Gene her zamanki gibi sigarası yoktu. Cengiz otlakçılılığını bilen alt
devreler onun olduğu zamanlar sigara köşesine gelmezlerdi. Gemide de kıçaltında
ki bu bölümden başka sigara içilecek bir yer yoktu. Cengiz teskereci olduğu için
kendisine karışan olmazdı. Saatlerce burada oturur gelenden geçenden bir dal
sigara isterdi. Tam bir saattir buradaydı. Hiç gelen olmamıştı. Sigarasızlık
başına vurmuş iyice sinirlenmeye başlamıştı. Özgür geminin ağır demir kapısını
açtı etrafa bakındı. Cengiz'i görünce yüzünü bir gülümseme kapladı. Dışarı çıktı.

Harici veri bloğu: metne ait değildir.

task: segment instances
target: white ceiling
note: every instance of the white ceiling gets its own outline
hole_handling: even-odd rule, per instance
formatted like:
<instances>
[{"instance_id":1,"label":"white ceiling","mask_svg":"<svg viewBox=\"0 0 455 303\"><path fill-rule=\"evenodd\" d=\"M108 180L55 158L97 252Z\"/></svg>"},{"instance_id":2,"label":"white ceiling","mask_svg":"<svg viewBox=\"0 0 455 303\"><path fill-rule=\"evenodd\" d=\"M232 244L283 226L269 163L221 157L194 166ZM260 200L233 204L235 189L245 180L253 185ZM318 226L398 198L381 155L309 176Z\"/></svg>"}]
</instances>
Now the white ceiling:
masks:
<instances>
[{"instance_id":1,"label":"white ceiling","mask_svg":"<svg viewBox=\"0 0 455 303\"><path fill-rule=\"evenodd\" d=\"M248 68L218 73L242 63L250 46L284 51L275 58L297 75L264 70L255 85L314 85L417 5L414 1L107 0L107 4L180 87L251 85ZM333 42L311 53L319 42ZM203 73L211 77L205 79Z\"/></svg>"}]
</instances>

Kapının yuvarlak büyük kilidini zorlukla çevirerek Cengiz'in yanına geldi. Özgür
Kütahyalıydı. Fotoğrafçılıkla uğraşıyordu zayıf acık kumral bir yüzü, küçücük
kafası, kıvırcık saçları vardı. Gözünün biri kayıktı. Bu şaşılık muzip mizacına
çok yakışıyordu. Cengiz'in ensesine hafif bir tokat patlattı.
—Napiyon la hamsi balığı
— Ula senmisun itun eniği. Nereye kaldun
—Geldik işte oğlum alt devreden parloş çarptım
Gömlek cebinden
çıkardığı sigarasını filtre tarafından iki parmağıyla tutup burnuna götürüp
boydan boya sürtüp, kokuyu içine çekti.
—Oh is gibi parloş.
—Yak ula içek
—Olmaz sana veremem
—Niye ula itun eniği
—Dün akşam sen bana tokat atınca sana çok kızdım.
—Eeee
—Allaha büyük yemin ettim bir daha sana sigara vermeyeceğim
—Ula it askerun yeminimu kabul olur.
—Niye olmasın asker Allahın kulu değimli.

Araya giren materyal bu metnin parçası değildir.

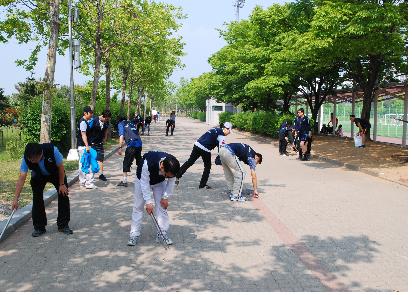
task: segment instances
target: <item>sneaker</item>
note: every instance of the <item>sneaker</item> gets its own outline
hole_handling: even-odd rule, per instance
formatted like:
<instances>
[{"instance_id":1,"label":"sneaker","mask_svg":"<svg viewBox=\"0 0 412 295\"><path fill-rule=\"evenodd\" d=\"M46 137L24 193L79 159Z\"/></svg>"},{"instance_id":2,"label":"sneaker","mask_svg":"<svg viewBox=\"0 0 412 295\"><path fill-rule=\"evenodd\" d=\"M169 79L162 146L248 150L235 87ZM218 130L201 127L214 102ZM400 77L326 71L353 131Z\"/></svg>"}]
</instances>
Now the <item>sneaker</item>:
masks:
<instances>
[{"instance_id":1,"label":"sneaker","mask_svg":"<svg viewBox=\"0 0 412 295\"><path fill-rule=\"evenodd\" d=\"M139 241L139 236L130 236L129 241L127 241L127 246L136 246Z\"/></svg>"},{"instance_id":2,"label":"sneaker","mask_svg":"<svg viewBox=\"0 0 412 295\"><path fill-rule=\"evenodd\" d=\"M93 183L92 184L86 184L85 185L86 189L96 189L97 186L95 186Z\"/></svg>"},{"instance_id":3,"label":"sneaker","mask_svg":"<svg viewBox=\"0 0 412 295\"><path fill-rule=\"evenodd\" d=\"M164 237L164 243L166 243L166 245L168 246L173 245L173 241L167 236L167 233L165 231L162 231L162 233ZM162 242L163 237L160 235L160 233L157 233L156 242L158 243Z\"/></svg>"},{"instance_id":4,"label":"sneaker","mask_svg":"<svg viewBox=\"0 0 412 295\"><path fill-rule=\"evenodd\" d=\"M68 225L65 225L64 227L59 227L58 231L61 233L64 233L66 235L72 235L73 234L73 230L70 229L70 227Z\"/></svg>"},{"instance_id":5,"label":"sneaker","mask_svg":"<svg viewBox=\"0 0 412 295\"><path fill-rule=\"evenodd\" d=\"M124 181L120 181L119 184L117 186L124 186L127 187L127 182Z\"/></svg>"},{"instance_id":6,"label":"sneaker","mask_svg":"<svg viewBox=\"0 0 412 295\"><path fill-rule=\"evenodd\" d=\"M103 180L103 181L107 181L106 176L104 176L103 174L100 174L100 175L99 175L99 179L100 179L100 180Z\"/></svg>"},{"instance_id":7,"label":"sneaker","mask_svg":"<svg viewBox=\"0 0 412 295\"><path fill-rule=\"evenodd\" d=\"M31 236L33 238L37 238L40 237L41 235L46 233L46 229L45 228L41 228L41 229L34 229L34 231L32 232Z\"/></svg>"}]
</instances>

—Ula cabuk tövbe et boz yemini.
—Etmem anam çok günah dediydi.
—Ula boz deyirum, Allah asker adama günah yazmaz.
—Bozmam, günah.
—Boz ula deyirum. Ben biliyim gunahı yok.
—Bozmam, günah.
Cengiz Özgür'ü ikna
edemeyeceğini anlayınca düşünmeye başladı. Kafasını kaşıyıp Özgür'e baktı.

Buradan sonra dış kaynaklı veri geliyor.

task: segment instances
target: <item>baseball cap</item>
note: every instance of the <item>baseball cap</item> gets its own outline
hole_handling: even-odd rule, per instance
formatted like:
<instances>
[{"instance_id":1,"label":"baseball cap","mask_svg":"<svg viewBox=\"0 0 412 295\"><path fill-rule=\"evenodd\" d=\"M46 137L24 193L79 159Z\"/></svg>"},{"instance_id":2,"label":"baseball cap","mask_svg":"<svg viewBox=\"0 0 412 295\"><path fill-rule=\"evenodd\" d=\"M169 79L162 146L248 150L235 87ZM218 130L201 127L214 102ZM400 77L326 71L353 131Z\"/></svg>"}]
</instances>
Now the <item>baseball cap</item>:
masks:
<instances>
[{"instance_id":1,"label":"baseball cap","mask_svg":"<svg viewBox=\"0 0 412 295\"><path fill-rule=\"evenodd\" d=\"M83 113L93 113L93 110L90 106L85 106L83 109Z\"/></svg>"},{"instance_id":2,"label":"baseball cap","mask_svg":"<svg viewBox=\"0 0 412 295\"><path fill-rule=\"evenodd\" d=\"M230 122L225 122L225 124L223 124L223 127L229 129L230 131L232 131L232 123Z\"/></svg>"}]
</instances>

Özgür'ün aslında yemin ettiği filan yoktu. Cengiz'i kızdırmak onun en büyük
eğlencesiydi. Sonunda dayak yiyeceğini bilse de her seferinde Cengiz'e küçük
oyunlar oynardı.
Cengiz'in aklına basit bir fikir geldi.
La Özgür
Efendim Cengiz
Beni biliysun az buçuk hocalık vardır bende
Evet
Ben edilen yeminin tövbesini biliyrum
Sahimi
Tabi ki
Eee
Bak beni tekrar et
Cengiz iki avucunu dua
eder gibi yukarıya çevirdi gözlerini kapattı. Özgür de aynı sekilde ellerini
kaldırıp gözlerini kapadı. Gülmemek için kendini zor tutuyordu.
—Allahum
—Allahım
—Ben bir hata eyledum
—Ben bir hata ettim
—Asker ocagunda küslük olmaz
—Asker ocağında küslük olmaz
—Asker ocağunda yemun olmaz
—Asker ocağında yemin olmaz
—Allahum ben ettim sen affet
—Allahım ben ettim sen affet
—Ben arkadaşum Cengiz'e
—Ben arkadaşım Cengiz'e
—Cigara vermemek içun ettuğum yemini
—Sigara vermemek için ettiğim yemini
—Geri alayrum, benu bağuşla
Özgür cevap
vermedi. Yüzünde ciddileşmeye çalışan muzip bir ifade vardı. Cengiz dirseğiyle
Özgür'ü dürttü. Özgür’dan ses çıkmadı. Cengiz tek gözünü açıp Özgür’e baktı.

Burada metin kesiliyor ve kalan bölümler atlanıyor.